Using FortiManager as an override server for IoT query services

FortiGate can use FortiManager as an override server for IoT query services. The FortiManager must be running 7.2.1 or later.

All IoT daemon query and collected data can be sent to a FortiManager, instead of directly to FortiGuard.
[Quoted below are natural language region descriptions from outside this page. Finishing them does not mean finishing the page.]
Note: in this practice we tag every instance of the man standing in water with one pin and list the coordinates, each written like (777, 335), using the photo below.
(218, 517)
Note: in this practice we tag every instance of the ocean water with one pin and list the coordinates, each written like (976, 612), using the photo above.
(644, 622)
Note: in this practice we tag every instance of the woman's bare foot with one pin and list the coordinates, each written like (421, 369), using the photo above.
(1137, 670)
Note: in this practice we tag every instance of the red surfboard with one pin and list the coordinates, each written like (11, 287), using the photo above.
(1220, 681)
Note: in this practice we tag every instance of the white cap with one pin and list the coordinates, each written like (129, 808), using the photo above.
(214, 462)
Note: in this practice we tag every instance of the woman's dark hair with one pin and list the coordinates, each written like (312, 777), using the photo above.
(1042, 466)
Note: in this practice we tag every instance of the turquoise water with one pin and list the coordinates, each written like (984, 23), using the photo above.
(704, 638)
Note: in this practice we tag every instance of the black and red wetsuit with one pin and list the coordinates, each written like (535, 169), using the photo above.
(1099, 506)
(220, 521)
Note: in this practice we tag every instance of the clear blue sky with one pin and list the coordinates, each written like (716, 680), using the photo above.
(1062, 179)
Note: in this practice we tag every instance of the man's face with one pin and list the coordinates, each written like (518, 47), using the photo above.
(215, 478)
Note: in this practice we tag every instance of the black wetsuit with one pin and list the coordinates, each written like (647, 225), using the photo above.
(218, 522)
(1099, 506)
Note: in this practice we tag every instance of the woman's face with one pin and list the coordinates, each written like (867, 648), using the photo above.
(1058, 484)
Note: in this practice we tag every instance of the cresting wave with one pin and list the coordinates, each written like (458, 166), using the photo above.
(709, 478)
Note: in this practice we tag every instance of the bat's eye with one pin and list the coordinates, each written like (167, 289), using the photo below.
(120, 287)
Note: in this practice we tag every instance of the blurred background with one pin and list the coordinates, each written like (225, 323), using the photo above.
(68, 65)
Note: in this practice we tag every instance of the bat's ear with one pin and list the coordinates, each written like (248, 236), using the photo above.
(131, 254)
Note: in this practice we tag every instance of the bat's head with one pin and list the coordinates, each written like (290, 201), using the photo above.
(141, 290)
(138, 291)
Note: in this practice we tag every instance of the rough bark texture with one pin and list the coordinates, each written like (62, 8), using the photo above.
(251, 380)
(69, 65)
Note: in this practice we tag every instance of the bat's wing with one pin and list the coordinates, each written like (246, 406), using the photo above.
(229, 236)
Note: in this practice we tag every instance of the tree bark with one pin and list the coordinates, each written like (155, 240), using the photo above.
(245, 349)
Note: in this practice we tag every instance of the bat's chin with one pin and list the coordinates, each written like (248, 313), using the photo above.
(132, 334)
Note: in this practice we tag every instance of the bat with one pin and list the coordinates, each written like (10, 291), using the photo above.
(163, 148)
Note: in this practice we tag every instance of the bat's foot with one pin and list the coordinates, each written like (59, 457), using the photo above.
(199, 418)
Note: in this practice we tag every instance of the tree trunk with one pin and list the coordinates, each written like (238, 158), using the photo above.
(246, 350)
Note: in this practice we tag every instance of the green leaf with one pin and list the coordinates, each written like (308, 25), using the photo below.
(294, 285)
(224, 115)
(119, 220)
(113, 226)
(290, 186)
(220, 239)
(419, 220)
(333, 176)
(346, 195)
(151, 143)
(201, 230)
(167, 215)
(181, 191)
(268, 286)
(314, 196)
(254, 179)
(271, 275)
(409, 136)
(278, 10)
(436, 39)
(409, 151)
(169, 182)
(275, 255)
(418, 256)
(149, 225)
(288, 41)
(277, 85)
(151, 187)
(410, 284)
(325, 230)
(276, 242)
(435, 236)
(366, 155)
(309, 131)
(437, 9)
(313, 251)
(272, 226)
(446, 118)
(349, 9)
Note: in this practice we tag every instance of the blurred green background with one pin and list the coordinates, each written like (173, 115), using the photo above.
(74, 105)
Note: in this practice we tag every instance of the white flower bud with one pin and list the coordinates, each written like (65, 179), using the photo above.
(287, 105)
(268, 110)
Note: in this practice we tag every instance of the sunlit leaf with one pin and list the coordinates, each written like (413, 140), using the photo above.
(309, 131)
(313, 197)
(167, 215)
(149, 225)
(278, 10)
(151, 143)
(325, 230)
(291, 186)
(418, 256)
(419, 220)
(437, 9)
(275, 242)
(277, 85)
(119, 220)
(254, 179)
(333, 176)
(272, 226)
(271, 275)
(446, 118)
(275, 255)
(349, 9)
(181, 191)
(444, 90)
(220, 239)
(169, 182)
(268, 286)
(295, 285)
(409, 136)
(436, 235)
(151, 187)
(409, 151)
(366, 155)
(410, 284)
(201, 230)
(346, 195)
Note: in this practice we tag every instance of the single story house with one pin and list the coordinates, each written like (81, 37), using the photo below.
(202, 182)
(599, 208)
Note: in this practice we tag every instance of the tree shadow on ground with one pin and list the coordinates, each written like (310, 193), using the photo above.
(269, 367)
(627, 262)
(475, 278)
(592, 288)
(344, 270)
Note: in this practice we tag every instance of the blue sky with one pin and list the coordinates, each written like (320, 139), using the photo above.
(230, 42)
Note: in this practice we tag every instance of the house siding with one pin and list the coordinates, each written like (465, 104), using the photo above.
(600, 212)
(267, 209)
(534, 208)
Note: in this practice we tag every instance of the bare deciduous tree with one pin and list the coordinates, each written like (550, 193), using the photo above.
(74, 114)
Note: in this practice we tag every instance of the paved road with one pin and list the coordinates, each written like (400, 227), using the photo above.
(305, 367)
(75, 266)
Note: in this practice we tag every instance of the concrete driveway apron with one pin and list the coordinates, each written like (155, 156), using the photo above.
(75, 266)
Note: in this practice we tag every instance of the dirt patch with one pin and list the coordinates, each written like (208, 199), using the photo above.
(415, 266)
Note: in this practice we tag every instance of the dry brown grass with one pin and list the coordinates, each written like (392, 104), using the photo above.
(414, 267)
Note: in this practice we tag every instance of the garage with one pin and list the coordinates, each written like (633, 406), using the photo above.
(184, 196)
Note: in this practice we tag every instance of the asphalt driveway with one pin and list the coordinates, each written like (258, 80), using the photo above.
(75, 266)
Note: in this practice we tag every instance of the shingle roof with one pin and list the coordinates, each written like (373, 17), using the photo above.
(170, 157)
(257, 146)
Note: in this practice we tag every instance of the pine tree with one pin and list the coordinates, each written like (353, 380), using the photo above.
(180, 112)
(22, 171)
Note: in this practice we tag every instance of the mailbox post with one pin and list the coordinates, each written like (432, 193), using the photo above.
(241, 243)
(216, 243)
This is useful when there are strict policies controlling the kind of traffic that can go to the internet.

To send all IoT daemon query and collected data to a FortiManager:
config system central-management
    config server-list
        edit 1
            set server-type iot-query iot-collect
            set server-address <x.x.x.x>
        next
    end
end

server-type iot-query iot-collect

Set the FortiGuard service types:

  • iot-query: IoT query server.

  • iot-collect: IoT device collection server.

server-address <x.x.x.x>

Enter the IPv4 address of the FortiManager.